US still appealing despite terror fear

五月 31, 2002

International students have continued to apply to American universities in large numbers, despite intense competition from other nations and concerns about terrorism, US officials say.

Universities have reported robust international interest for the academic year beginning in 2002. They said that in many cases the number of applications had increased, while in others it had held steady.

Daniel Obst, programme manager at the Institute of International Education, said: "Campuses still see a strong interest among foreign students."

Even universities in and around New York have fared well. The CW Post campus of Long Island University saw a 33 per cent rise in the number of international applicants and the State University of New York at Stony Brook, 22 per cent.

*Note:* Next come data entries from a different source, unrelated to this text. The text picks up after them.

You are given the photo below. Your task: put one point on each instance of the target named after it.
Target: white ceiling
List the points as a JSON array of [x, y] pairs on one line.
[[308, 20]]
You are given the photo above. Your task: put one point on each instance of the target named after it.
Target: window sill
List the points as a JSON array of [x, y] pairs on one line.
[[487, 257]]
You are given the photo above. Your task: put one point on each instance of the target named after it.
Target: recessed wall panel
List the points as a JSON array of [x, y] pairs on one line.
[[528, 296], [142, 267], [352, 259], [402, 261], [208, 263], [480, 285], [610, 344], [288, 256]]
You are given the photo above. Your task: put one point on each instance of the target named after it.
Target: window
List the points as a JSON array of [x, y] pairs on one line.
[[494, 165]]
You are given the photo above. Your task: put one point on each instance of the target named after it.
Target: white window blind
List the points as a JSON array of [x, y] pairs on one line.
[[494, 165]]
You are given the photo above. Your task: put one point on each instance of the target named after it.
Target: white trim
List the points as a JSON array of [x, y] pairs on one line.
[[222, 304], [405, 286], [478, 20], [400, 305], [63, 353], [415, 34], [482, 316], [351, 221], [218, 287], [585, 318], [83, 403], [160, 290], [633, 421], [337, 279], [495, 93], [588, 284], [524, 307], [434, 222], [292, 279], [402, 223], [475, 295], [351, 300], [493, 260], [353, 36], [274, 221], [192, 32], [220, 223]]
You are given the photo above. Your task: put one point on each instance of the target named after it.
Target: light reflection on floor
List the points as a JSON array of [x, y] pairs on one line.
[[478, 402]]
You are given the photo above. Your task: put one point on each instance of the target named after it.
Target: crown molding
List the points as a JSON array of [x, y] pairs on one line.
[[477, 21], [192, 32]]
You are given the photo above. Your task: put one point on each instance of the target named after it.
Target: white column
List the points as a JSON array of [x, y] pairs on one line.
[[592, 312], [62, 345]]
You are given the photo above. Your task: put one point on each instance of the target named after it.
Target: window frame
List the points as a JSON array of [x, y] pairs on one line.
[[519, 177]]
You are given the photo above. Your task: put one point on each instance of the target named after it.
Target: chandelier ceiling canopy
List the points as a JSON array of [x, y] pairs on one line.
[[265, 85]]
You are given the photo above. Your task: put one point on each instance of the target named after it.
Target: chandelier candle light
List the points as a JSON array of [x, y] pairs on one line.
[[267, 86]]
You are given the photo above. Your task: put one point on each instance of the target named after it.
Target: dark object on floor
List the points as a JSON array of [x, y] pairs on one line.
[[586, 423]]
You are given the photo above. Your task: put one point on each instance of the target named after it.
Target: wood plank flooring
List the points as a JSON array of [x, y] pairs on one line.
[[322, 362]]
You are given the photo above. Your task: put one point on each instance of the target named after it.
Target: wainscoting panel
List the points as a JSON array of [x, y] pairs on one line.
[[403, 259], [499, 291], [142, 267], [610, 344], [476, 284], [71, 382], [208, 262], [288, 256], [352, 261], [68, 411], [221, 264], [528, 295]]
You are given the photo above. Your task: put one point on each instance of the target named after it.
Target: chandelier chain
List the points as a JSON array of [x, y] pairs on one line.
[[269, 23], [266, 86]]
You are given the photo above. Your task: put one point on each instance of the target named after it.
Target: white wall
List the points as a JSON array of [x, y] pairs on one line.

More than 500,000 international students were enrolled at US universities this year. Officials had expected a decline because of increased competition from institutions in Canada and Australia and because of fears of terrorism.

But June Naronha, president of the Association of International Educators and associate dean for multicultural education at the College of St Catherine, said students from abroad continued to believe there were advantages in having an American degree.

US universities have been required to intensify monitoring of foreign students, and visa rules have been tightened. So whether enrolment in autumn will reflect the surge in applications from abroad is in question.

Visas that used to take three weeks to process are taking eight to ten weeks. Applicants are asked what countries they have visited in the past ten years and if they have "skills or training" in firearms, explosives or chemicals.

In a survey, the Institute of International Education found that nearly half of university officials anticipated problems including delays and denials of visas.